The regulator discovered the highest salary band earned more than three times the lower salary band, which created a strong incentive to make enough sales to get into the higher salary bracket.
One member of staff started at grade 1 and moved swiftly to grade 5 and saw his annual salary increase by more than £25,000. When he then exceeded his sales target over the next 18 months, he further received an extra £20,000 to his expanded salary.
The only way is up
In the FSA’s thematic work on payment protection insurance, it revealed one firm’s very generous bonus system that could result in staff earning a 100% bonus of their basic salary if they sold PPI to at least half their customers.
The FSA said: ‘However, no bonus would be paid unless staff sold PPI to at least 50% of all customers. This incentive increased the risk of sales staff mis-selling PPI.’
One firm was shown to have very poor controls in place when it allowed staff to retain their doubled-bonus despite mis-selling; allowing staff to get away with it if it was only the once.
The firm doubled the monthly bonus of staff who met a high standard of compliance with sales processes as long as there was only one mistake.
However, the problem as the FSA pointed out was that administrative errors, including getting a customer’s name wrong was treated the same as mis-selling.
Hitting the target
The FSA found sales staff at one firm colluding together to mislead customers and overcharge them to hit their sales target.
During the conversation between two members of staff that the regulator listened to, the sales person said: ‘This is going to make my target… I’ll end up with about a thousand pounds… We need to ring [the customer], I will do all the talking [and] you confirm the price.’
Keeping it simple
The FSA reported poor controls for inappropriate behaviour by sales staff at one firm when getting customer feedback.
The regulator said the firm collected irrelevant evidence because the main focus was on customer satisfaction not customer outcomes.
The FSA said: ‘They relied on ‘yes/no’ questions, for example asking the customer if the key features or limitations of a product were explained to them, rather than testing if the correct information was provided clearly.’
Being with stupid
Those who were responsible for incentive schemes within their own firm did not understand how the schemes could cause detrimental effects to their customers, according to the FSA.
The FSA said: ‘Senior managers responsible for incentive schemes did not understand the risks to customers created by the features of their incentive schemes or relied on other staff who did not understand the risks.’
Bringing home the bacon
One firm was shown by the FSA to have its heart in the right place when it came to penalising staff for poor practice but failed to go the whole hog to reduce potential customer risks.

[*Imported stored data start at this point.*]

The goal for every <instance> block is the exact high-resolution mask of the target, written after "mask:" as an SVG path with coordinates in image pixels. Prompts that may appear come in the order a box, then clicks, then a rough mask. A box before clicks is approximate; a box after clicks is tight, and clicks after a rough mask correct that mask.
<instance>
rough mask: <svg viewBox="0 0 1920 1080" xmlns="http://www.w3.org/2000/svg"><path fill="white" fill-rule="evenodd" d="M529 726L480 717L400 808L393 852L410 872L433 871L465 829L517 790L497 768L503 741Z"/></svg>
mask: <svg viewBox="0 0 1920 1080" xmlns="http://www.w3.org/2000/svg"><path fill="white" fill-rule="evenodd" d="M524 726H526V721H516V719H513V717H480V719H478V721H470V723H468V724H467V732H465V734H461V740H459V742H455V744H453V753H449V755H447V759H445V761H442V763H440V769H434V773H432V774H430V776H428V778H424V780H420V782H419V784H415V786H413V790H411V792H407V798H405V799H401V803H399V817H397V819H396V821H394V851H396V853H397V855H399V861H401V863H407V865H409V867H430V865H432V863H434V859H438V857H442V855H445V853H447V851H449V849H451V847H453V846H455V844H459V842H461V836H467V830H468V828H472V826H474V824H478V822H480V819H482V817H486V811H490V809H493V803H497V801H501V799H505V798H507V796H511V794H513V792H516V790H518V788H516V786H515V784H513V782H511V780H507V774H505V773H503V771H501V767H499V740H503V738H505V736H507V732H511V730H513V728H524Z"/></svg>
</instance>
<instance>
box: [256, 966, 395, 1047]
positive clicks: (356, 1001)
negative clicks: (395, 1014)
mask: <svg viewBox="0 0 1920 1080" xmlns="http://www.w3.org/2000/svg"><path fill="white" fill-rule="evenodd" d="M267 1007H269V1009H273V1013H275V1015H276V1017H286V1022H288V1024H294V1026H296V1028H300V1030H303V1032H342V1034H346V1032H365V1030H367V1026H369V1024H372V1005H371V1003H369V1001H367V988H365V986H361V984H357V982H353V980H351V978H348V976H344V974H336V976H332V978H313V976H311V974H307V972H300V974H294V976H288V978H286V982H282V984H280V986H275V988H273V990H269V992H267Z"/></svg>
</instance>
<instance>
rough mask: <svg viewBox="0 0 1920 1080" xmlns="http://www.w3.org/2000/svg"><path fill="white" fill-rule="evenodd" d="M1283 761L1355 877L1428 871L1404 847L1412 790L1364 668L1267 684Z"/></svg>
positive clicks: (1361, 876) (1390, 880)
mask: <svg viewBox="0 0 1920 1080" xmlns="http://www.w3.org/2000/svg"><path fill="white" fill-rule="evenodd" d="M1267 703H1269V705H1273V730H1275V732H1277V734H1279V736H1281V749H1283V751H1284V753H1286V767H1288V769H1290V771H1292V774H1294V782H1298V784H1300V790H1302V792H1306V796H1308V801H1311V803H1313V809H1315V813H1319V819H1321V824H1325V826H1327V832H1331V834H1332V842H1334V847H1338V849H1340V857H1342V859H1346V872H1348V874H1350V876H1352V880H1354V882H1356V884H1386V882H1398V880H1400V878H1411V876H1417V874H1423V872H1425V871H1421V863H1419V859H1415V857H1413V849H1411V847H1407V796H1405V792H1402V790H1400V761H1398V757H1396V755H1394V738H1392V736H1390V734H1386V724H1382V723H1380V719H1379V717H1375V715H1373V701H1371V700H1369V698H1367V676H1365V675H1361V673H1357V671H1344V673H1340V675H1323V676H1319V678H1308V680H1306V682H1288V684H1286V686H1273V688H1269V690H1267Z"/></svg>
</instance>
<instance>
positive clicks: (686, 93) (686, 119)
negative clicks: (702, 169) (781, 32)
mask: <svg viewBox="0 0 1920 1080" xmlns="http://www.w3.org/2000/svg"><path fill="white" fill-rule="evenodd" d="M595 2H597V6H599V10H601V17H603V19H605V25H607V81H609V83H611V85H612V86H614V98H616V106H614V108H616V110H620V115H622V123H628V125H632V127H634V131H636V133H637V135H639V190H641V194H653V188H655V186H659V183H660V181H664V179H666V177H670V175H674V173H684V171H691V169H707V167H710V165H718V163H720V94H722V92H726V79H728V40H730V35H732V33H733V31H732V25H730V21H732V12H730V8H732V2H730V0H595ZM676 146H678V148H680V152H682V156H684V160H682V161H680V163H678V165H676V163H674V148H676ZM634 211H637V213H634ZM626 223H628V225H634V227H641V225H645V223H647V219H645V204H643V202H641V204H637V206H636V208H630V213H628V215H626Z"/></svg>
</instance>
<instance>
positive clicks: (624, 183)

The firm had both a monthly and quarterly bonus for sales staff but when the firm’s file checking showed up failures including poor advice, staff were penalised by losing their quarterly bonus.
However, they were still eligible to receive the heftier monthly bonuses which could go up to more than £7,000.
The FSA noted: ‘Since staff could still earn significant bonuses while giving poor quality advice, this scheme was unlikely to have the right impact on staff behaviour.’
Showing your claws
The FSA reported one example where sales staff continued to receive bonuses despite facing huge amounts in clawback.
One firm gave a member of its sales team a £40,000 bonus after it was issued with a £19,000 bill in clawback.
The FSA said: ‘The firm was unable to satisfy the FSA that it had an effective approach to monitoring the levels of clawback for individual sales staff, in particular the root causes of the underlying reasons for the cancellation of policies.’